Valeur de la clause d'inaliénabilité - Art. 900-1
Une clause d'inaliénabilité n'est valable que si elle est temporaire et justifiée. Le juge peut autoriser la vente si l'intérêt a disparu.
Les clauses d'inaliénabilité affectant un bien donné ou légué ne sont valables que si elles sont temporaires et justifiées par un intérêt sérieux et légitime. Même dans ce cas, le donataire ou le légataire peut être judiciairement autorisé à disposer du bien si l'intérêt qui avait justifié la clause a disparu ou s'il advient qu'un intérêt plus important l'exige. Les dispositions du présent article ne préjudicient pas aux libéralités consenties à des personnes morales ou mêmes à des personnes physiques à charge de constituer des personnes morales.
Texte en vigueur au .
Source : Légifrance — Direction de l'information légale et administrative (DILA) (legifrance.gouv.fr), reproduit sous licence Licence Ouverte / Open Licence 2.0.

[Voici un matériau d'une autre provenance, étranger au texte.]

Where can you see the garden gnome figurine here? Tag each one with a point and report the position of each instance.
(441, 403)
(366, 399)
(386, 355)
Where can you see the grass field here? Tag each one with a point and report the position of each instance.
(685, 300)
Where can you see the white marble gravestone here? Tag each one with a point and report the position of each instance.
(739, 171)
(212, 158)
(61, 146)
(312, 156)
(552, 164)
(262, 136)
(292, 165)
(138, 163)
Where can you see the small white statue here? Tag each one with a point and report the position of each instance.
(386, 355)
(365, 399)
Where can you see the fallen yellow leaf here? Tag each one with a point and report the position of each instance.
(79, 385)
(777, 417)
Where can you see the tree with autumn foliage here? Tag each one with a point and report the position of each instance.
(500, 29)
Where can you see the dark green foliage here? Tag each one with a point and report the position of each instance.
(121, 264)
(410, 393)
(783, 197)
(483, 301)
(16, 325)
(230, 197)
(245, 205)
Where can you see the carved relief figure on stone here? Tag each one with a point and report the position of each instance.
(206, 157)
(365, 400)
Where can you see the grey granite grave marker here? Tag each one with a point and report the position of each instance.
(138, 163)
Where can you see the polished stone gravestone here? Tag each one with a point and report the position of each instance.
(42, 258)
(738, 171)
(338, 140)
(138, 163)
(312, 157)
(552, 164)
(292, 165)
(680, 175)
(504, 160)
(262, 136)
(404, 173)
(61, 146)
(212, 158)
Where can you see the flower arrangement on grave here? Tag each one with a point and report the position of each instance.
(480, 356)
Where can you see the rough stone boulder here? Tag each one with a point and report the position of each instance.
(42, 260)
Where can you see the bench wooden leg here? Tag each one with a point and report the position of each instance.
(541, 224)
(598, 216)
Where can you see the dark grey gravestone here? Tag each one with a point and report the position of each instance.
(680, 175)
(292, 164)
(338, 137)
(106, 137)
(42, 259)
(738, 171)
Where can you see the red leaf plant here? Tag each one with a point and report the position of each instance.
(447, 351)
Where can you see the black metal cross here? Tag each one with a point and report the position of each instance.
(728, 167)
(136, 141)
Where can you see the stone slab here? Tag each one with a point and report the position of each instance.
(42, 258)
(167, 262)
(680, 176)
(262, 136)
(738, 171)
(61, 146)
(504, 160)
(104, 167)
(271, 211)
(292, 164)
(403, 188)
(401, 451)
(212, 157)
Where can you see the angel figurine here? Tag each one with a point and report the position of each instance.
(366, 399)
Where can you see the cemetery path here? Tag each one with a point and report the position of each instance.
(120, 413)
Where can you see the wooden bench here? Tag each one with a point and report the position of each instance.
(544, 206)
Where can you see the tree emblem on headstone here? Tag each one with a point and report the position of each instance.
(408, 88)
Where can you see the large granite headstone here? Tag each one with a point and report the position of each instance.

Ce que dit l'article, en clair
Lors d'une donation ou d'un legs par testament, le disposant peut inclure une clause d'inaliénabilité. Cette disposition interdit au bénéficiaire de vendre, de donner ou d'hypothéquer le bien qu'il reçoit. Pour qu'une telle clause soit valide, elle doit remplir deux conditions cumulatives : être limitée dans le temps et reposer sur un intérêt sérieux et légitime.
Si l'intérêt légitime initial vient à disparaître, ou si un intérêt plus important survient ultérieurement, le bénéficiaire n'est pas bloqué indéfiniment. Il a la faculté de saisir la justice pour demander l'autorisation de disposer du bien malgré l'interdiction.
Ces règles ne font pas obstacle aux libéralités faites aux personnes morales, ou faites à des personnes physiques à charge pour elles de constituer une personne morale.
Quand il s'applique
- Un parent donne un logement à son enfant en lui interdisant de le vendre pendant un temps pour préserver son toit.
- Un légataire demande au tribunal d'autoriser la vente d'une maison reçue afin d'acquitter des frais médicaux indispensables.
- Un gratifié souhaite vendre un bien immobilier car l'intérêt familial ayant motivé la restriction de vente n'existe plus.
- Un donataire sollicite le juge pour pouvoir échanger un bien grevé contre un autre plus adapté à sa situation.
Ce que cet article ne dit pas
- La nullité des conditions impossibles, immorales ou illicites dans une libéralité, régie par l'article 900.
- La procédure de révision judiciaire des charges et conditions pesant sur une libéralité, fixée aux articles 900-2 et suivants.
- L'annulation des clauses pénales qui privent de la libéralité celui qui la conteste en justice, traitée à l'article 900-8.